BANTEN (Suara Karya) : Kejaksaan Tinggi (Kejati) Banten, mendalami dugaan korupsi pada anak perusahaan BUMN setelah menetapkan satu tersangka baru berinisial IF dan langsung melakukan penahanan Kamis 7 April 2022. Yang bersangkutan merupakan Presiden Bisnis Development PT. IAS yang anak perusahaan Pertamina.
Kajati Banten, Leonard Eben Ezer Simanjuntak mengatakan, tersangka IF ditahan di Rutan Klas II B Pandeglang selama 20 hari untuk mempermudah tim penyidik dalam melakukan pemeriksaan lanjutan. “Tim penyidik menetapkan satu orang tersangka baru, berinisial IF sebagai Presiden Bisnis Devlovment PT. IAS,” kata Lenard.

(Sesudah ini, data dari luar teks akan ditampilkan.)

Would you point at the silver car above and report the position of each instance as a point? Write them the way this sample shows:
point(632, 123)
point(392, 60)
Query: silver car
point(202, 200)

Modus yang dilakukan IF, kata Leonard, yakni melakukan komunikasi langsung secara intens dengan AC selaku direktur PT. AKTN (swasta)/ Terutama tentang dokumen dalam pekerjaan, untuk Surat Perintah Kerja ( SPK) fiktif hingga proses pencairan pembayaran.
” IF bersama tersangka SY Direktur Keuangan PT. IAS, merencanakan, melakukan percepatan fasilitasi kontrak maupun SPK. Tersangka IF juga diduga menerima uang atau gratifikasi dari tersangka AC, atas pencairan pekerjaan SPK fiktif tersebut,” tutur Leonard.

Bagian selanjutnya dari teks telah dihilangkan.